I saw REM on Colbert last night promoting their new album Accelerate (I think that was the name). It was not the jangly McGuinn-Rickenbacker sound that Peter Buck (Tom Petty, The Plimsouls, and others) made a living off of. Although Peter was playing a fine-looking six-string Rick. McGuinn always favored the twelve-string, as I recall (and my recollection is mostly of the live shots of Tambourine Man for which he admitted stealing the beat from the Beach Boy's "Don't Worry Baby").
All that is beside the point, I was an REM fanatic in their 85-90 college radio greatness. I could probably still warble every note from Murmur, Reckoning, Fables, Pageant, Document, and Dead Letter Office (which was a compendium of B-sides and their first EP Chronic Town). They started really losing me on Green, and by Out of Time or Monster (can't remember the order), I was out of patience. I've mentioned on more than one occasion that I'm an "old shit" kind of guy, but in the case of REM, the 80s shit was way better than the 90s shit.
At long last, to the point. The new album rocks. No elaborate production. Short songs. No massive strings. Ripping guitar. See, I like to rock. And finally, it seems like REM might like to rock as well. Accelerate doesn't rock like, say, Pageant, which rocked all the way through with the exception of Swan, Swan and Flowers of Guatamala, but it definitely does rock. Cheers to them, the spirit of Bill Berry is back.

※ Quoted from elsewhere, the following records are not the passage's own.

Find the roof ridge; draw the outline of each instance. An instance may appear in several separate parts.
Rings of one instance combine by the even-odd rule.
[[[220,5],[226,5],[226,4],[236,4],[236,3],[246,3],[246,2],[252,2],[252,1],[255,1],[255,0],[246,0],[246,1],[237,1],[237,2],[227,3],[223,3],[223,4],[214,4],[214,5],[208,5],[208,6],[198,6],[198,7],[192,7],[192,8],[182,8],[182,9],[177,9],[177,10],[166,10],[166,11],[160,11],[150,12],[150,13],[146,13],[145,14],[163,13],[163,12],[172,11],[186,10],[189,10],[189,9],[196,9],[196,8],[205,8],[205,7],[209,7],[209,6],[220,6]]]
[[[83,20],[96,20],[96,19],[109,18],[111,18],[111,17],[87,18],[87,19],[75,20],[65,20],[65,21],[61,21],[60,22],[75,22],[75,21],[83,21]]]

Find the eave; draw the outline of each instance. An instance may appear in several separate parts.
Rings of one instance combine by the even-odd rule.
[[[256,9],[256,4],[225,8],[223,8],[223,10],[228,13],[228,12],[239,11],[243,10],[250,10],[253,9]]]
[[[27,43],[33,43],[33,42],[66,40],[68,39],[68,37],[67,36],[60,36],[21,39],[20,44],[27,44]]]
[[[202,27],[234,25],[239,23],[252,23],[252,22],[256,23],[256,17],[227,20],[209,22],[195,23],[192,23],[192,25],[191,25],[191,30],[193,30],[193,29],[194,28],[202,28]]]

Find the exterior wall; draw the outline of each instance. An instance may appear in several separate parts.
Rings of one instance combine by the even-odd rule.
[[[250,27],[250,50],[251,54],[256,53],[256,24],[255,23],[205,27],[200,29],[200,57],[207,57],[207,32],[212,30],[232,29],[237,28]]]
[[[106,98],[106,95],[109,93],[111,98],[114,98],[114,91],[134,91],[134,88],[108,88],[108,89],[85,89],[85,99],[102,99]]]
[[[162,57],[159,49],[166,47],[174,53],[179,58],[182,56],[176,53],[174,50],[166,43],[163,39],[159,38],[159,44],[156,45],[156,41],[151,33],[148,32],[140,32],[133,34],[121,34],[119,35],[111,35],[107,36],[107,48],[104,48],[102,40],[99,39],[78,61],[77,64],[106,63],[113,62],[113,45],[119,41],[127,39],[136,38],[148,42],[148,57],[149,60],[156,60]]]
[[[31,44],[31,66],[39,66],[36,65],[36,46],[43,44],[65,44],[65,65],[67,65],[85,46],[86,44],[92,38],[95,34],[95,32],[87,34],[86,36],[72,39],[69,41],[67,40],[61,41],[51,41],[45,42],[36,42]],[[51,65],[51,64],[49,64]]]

And as a bonus, I learned something. When I download from iTunes, I typically go for single songs. This is the first album I've downloaded in a long time. And what used to be my greatest complaint about iTunes and albums is now resolved. Now you get a PDF doc with all the album art and liner notes. Big step forward.
Now if I could just find an iMax theatre that had the new Scorcese-Stones movie without having to drive to Dallas.